Reporters sans frontières dénonce les nouvelles manœuvres de la justice turque à l’encontre de journaux locaux et nationaux. Six journalistes ont été ou sont sur le point d’être condamnés à verser des dommages et intérêts disproportionnés pour des articles écrits et publiés ces dernières semaines.
Pour l’organisation, ces condamnations potentielles illustrent une volonté très claire des autorités de réduire les médias critiques au silence.
L’affaire la plus préoccupante concerne le journaliste d’Emirdag (sous-préfecture de l’ouest), pour un article publié le 12 mars 2007. Accusé de diffamation en vertu de l’article 125 du code pénal, Mustafa Koyuncu risque, en plus de six années d’emprisonnement, de devoir payer 44 000 lires turques de dommages et intérêts, soit l’équivalent de 22 000 euros. Le procès se tiendra le 29 août prochain.
Dans son article, le journaliste évoquait des cas de mauvais traitements, d’harcèlement et d’agressions sexuelles. Ces abus auraient eu lieu sur des personnes interpellées par les autorités. 44 fonctionnaires de police qui se sont sentis visés par ces allégations réclament chacun 1 000 lires turques (500 euros).
Reporters sans frontières appelle le tribunal à lever les charges retenues contre le journaliste et dénonce une peine qui occasionnerait la fermeture du journal. Fondé en 1975, Emirdag est un quotidien tirant à 500 exemplaires. Il mettrait 11 ans et 8 mois pour parvenir uniquement à compenser les dommages et intérêts encourus.
Le tribunal d’Ankara a condamné, le 6 mai dernier, le quotidien Vakit (le Temps) à verser 624 000 lires turques ( 312 000 euros) à 312 généraux de l’armée qui avaient porté plainte suite à une chronique publiée le 25 août 2003. L’avocat du journal a saisi la Cour de cassation, estimant que seuls deux généraux étaient visés par l’article et non 312.
Le chroniqueur et poète Ataol Behramoglu risque, quant à lui, d’être condamné à verser 20 000 lires ( 10 000 euros) au premier ministre Erdogan. Dans une émission diffusée le 2 janvier 2010 sur CCN Türk (chaîne d’information en continu), il aurait critiqué le Parti de la justice et du développement (AKP), majoritaire au gouvernement. Le 9 juin, le tribunal d’Ankara a rejeté la demande d’abandon des poursuites qu’avait formulée l’avocate du journaliste. Seçil Özdikmenli considère en effet que les propos tenus par son client lors de l’émission de télévision (thème des débats : « Où va-t-on, vers la démocratie ou vers la dictature ? »), respectait la liberté d’expression.

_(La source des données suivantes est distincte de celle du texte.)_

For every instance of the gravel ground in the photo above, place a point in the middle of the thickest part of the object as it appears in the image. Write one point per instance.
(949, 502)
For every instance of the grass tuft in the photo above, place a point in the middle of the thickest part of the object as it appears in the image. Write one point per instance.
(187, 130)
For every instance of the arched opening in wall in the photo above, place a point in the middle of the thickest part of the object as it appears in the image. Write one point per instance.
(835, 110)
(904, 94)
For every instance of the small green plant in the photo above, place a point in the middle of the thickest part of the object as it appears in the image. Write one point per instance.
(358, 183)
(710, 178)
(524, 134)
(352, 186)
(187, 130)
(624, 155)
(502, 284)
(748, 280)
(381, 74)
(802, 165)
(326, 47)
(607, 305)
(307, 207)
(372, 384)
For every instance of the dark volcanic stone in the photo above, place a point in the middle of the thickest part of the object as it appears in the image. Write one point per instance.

Enfin, Reporters sans frontières regrette la condamnation, à nouveau par le tribunal d’Ankara, de la journaliste Nazli Ilicak. C’est la seconde fois que la journaliste du quotidien Sabah (Matin) est condamnée pour un seul et même article. Le 31 mars dernier, le tribunal l’avait condamnée à 11 mois et 20 jours de prison avec sursis en vertu de l’article 125 du code pénal. Elle était accusée d’avoir diffamé Osman Kaçmaz, le président de la 1ère chambre de la Cour d’assises dans une chronique publiée le 25 mai 2009, intitulée « L’immunité du président de la République ». Nazli Ilicak est cette fois condamnée à verser 5 000 lires turques ( 2 500 euros). Le propriétaire du quotidien, Ahmet Calik, est également condamné.